One of the examples that we did dealt with drug-sniffing dogs, as described in Illinois v. Caballes. The Supreme Court ruled that a positive dog-sniff was probable cause for searching your car. Based on information from the CDC, about 8% of Americans over the age of 12 have used illegal drugs in the past month, so we estimated that about 1% of people were carrying illegal drugs in their car. We also assumed that if you have drugs, that the dog will always find them. Based on Justice Souter's dissent (which said that the false-positive rate for the dogs is believed to be 12.5% to 60%), we assumed that the false-positive rate for the dogs is 30%.

Using those numbers, you'll find that if the dog signals that you have drugs, then there is about a 3% chance that you are carrying drugs.

One of the homework questions had the students recalculate this for a 12.5% false-positive rate and a 60% false-positive rate. These numbers give an overall dog-accuracy rate of 1.7% and 7.5%, respectively. As a follow-up it asked whether they believed that a positive dog-sniff should count as probable cause for a search.

Almost every student in my class said yes. They said that they felt that if you had nothing to hide, then you shouldn't mind being searched.

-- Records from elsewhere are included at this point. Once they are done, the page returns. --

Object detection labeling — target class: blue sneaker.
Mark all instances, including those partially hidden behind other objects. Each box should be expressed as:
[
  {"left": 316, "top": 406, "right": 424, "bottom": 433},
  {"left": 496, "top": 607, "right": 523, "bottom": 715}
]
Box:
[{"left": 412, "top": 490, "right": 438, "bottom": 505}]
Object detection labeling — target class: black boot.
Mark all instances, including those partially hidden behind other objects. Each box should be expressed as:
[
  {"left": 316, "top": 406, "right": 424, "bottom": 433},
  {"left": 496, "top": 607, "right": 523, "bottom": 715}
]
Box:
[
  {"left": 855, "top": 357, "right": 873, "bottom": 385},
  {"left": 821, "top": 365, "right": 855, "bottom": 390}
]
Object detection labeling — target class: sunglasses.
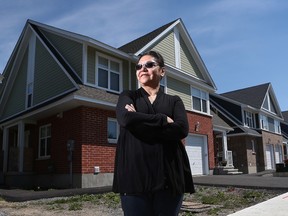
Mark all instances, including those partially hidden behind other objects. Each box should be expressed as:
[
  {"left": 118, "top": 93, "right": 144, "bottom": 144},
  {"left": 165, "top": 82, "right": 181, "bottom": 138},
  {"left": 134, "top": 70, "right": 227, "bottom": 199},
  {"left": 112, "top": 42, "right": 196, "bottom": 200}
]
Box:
[{"left": 135, "top": 61, "right": 158, "bottom": 70}]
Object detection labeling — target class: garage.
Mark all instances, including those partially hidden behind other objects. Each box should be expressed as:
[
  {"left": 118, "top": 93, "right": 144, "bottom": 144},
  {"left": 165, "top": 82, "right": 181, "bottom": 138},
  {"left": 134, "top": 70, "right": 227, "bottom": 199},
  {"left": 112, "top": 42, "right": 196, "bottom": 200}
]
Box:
[{"left": 186, "top": 135, "right": 209, "bottom": 175}]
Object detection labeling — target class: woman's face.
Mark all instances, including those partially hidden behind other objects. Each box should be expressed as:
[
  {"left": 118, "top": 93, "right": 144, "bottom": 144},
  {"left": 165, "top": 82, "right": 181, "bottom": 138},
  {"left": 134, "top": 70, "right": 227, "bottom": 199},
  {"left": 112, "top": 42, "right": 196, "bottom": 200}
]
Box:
[{"left": 136, "top": 55, "right": 165, "bottom": 88}]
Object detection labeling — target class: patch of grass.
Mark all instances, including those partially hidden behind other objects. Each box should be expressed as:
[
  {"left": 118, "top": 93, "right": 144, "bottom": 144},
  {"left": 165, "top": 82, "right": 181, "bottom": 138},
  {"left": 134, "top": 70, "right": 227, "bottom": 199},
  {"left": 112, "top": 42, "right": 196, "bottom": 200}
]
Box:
[
  {"left": 42, "top": 192, "right": 120, "bottom": 211},
  {"left": 68, "top": 202, "right": 83, "bottom": 211}
]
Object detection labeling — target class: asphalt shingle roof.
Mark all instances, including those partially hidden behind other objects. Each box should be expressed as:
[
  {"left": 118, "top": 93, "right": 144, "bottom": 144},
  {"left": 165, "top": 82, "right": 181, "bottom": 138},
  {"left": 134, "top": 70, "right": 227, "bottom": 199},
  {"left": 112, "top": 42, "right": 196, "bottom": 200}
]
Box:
[
  {"left": 118, "top": 20, "right": 176, "bottom": 53},
  {"left": 220, "top": 83, "right": 270, "bottom": 109}
]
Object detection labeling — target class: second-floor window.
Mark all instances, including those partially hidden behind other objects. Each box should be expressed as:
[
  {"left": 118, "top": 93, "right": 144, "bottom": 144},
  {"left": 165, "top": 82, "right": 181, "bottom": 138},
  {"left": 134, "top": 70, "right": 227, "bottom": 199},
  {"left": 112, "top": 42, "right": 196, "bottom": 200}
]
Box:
[
  {"left": 96, "top": 55, "right": 121, "bottom": 93},
  {"left": 192, "top": 88, "right": 208, "bottom": 113},
  {"left": 260, "top": 115, "right": 281, "bottom": 134},
  {"left": 244, "top": 111, "right": 254, "bottom": 128}
]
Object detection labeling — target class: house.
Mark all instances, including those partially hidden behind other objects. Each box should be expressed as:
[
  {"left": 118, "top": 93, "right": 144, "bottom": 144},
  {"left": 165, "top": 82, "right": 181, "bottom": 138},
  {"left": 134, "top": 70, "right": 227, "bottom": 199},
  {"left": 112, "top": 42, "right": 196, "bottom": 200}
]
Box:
[
  {"left": 210, "top": 83, "right": 283, "bottom": 173},
  {"left": 280, "top": 111, "right": 288, "bottom": 159},
  {"left": 0, "top": 74, "right": 4, "bottom": 84},
  {"left": 0, "top": 19, "right": 216, "bottom": 188}
]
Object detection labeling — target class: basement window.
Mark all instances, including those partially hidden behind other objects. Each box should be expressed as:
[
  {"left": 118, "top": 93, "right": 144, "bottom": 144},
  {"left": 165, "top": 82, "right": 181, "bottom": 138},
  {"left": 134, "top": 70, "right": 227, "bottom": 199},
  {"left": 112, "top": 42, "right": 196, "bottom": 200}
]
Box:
[{"left": 38, "top": 124, "right": 51, "bottom": 158}]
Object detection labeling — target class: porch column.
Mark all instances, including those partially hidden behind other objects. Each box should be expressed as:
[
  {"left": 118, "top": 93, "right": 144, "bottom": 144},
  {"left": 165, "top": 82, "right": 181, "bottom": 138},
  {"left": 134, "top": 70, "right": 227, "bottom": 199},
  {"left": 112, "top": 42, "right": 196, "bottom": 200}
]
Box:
[
  {"left": 222, "top": 131, "right": 228, "bottom": 161},
  {"left": 2, "top": 127, "right": 8, "bottom": 173},
  {"left": 18, "top": 121, "right": 25, "bottom": 172}
]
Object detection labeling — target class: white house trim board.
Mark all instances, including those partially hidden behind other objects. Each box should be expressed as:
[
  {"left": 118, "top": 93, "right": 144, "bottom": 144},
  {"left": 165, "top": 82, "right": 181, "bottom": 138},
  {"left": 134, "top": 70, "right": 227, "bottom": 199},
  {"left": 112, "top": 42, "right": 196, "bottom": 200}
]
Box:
[{"left": 185, "top": 134, "right": 209, "bottom": 175}]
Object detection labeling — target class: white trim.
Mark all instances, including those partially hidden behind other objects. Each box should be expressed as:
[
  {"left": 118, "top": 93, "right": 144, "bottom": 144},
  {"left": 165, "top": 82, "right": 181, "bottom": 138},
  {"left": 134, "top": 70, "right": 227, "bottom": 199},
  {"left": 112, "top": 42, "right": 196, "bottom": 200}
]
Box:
[
  {"left": 82, "top": 44, "right": 88, "bottom": 83},
  {"left": 174, "top": 27, "right": 181, "bottom": 69}
]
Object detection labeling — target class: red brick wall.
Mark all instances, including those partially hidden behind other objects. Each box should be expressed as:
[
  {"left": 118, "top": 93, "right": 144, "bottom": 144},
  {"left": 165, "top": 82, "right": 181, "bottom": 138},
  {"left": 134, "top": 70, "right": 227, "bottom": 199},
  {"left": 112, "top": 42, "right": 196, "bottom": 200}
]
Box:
[
  {"left": 35, "top": 107, "right": 215, "bottom": 176},
  {"left": 35, "top": 107, "right": 116, "bottom": 173},
  {"left": 187, "top": 112, "right": 215, "bottom": 169}
]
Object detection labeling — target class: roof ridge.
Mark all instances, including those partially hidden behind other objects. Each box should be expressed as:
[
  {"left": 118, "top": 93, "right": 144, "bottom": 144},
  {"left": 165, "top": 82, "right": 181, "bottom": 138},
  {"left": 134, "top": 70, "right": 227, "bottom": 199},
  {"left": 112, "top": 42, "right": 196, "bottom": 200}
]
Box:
[{"left": 118, "top": 18, "right": 180, "bottom": 53}]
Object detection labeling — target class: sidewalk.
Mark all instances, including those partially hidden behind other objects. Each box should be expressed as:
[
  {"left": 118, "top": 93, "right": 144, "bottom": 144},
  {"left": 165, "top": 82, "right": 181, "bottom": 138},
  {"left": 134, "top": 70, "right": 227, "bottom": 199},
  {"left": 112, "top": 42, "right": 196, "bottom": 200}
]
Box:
[
  {"left": 0, "top": 186, "right": 112, "bottom": 202},
  {"left": 193, "top": 173, "right": 288, "bottom": 216},
  {"left": 230, "top": 193, "right": 288, "bottom": 216},
  {"left": 193, "top": 172, "right": 288, "bottom": 191},
  {"left": 0, "top": 172, "right": 288, "bottom": 216}
]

Because of the way that I structure homework assignments in this class, I don't have to assign a point-value to that question. Homework is graded on a 0/1 scale; everyone who makes an effort and turns it in gets full credit. If there was a difference of opinion, maybe we could have a class discussion about it. I suppose that I will quietly take solace in the statistic that young people tend not to vote.